Thus, for the forced inference mode, by appending the logical separation identifier after the inference start identifier but not appending the inference end identifier, the large model can be guided to generate the inference process text starting from the logical separation identifier and automatically generate an inference end identifier after the inference is completed, thereby generating the response data based on the inference process text. Since the logical separation identifier has the function of guiding the generation of text, appending the logical separation identifier can prevent the large model from continuing, in some cases, the inference start identifier to directly generate an inference end identifier to skip the inference process, thereby ensuring the large model to forcibly perform the inference process.

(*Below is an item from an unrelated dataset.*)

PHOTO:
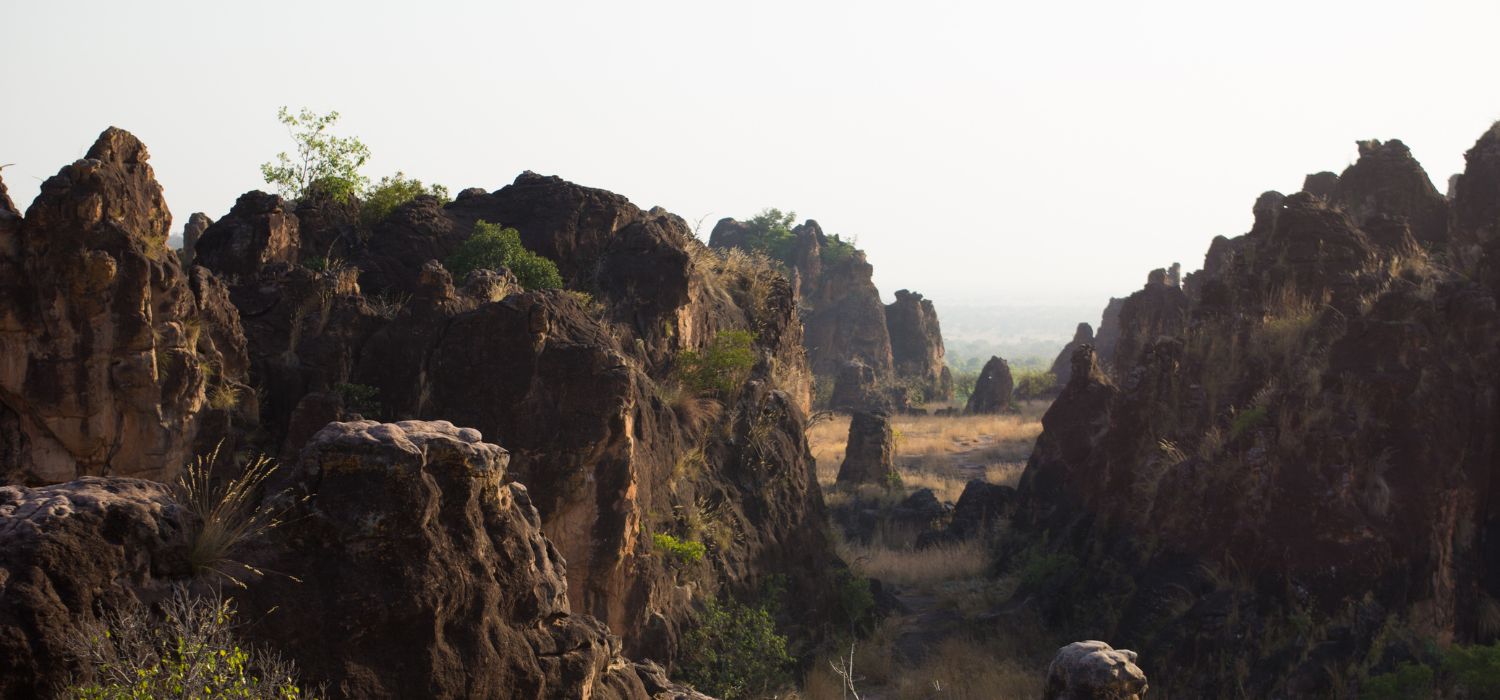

In the present disclosure, the “logical separation identifier” is used to identify the logical boundary of the inference process during text generation. The logical separation identifier can employ symbols or tags commonly used in text content, enabling the large model to think that it is currently in a text generation process. In an example embodiment, the logical separation identifier can be the newline character “\n”. It should be understood that any other symbol, character, or tag, besides the newline character, that is capable of implementing similar logical separation functionality may be used alternatively without departing from the scope of this disclosure.

In some embodiments, after the completion of inference process text generation, the large model can generate a logical separation identifier and generate an inference end identifier after the logical separation identifier. In other words, the target output data may further include another logical separation identifier between the inference process text and the inference end identifier. Through this approach, the inference start identifier and the logical separation identifier in the mode control identifier, as well as the inference process text, the logical separation identifier, and the inference end identifier sequentially generated by the large model form a clearly bounded and structurally symmetrical structural block to facilitate the large model and subsequent systems to perform identification, extraction, or other processing.

In an example implementation, under the forced inference mode, the input data for the large model can be:

User: {user input} \nAssistant: <think>\n where, the “<think>\n” is the mode control identifier. Accordingly, the output data of the large model can be:

{inference process text} \n</think> {response data} According to some embodiments, the plurality of predefined working modes may include a non-inference mode, and the mode control identifier corresponding to the non-inference mode may include the inference end identifier appended thereafter. In response to the large model detecting a mode control identifier corresponding to the non-inference mode, the target output data includes the response data for the user input generated by the large model after skipping the inference process.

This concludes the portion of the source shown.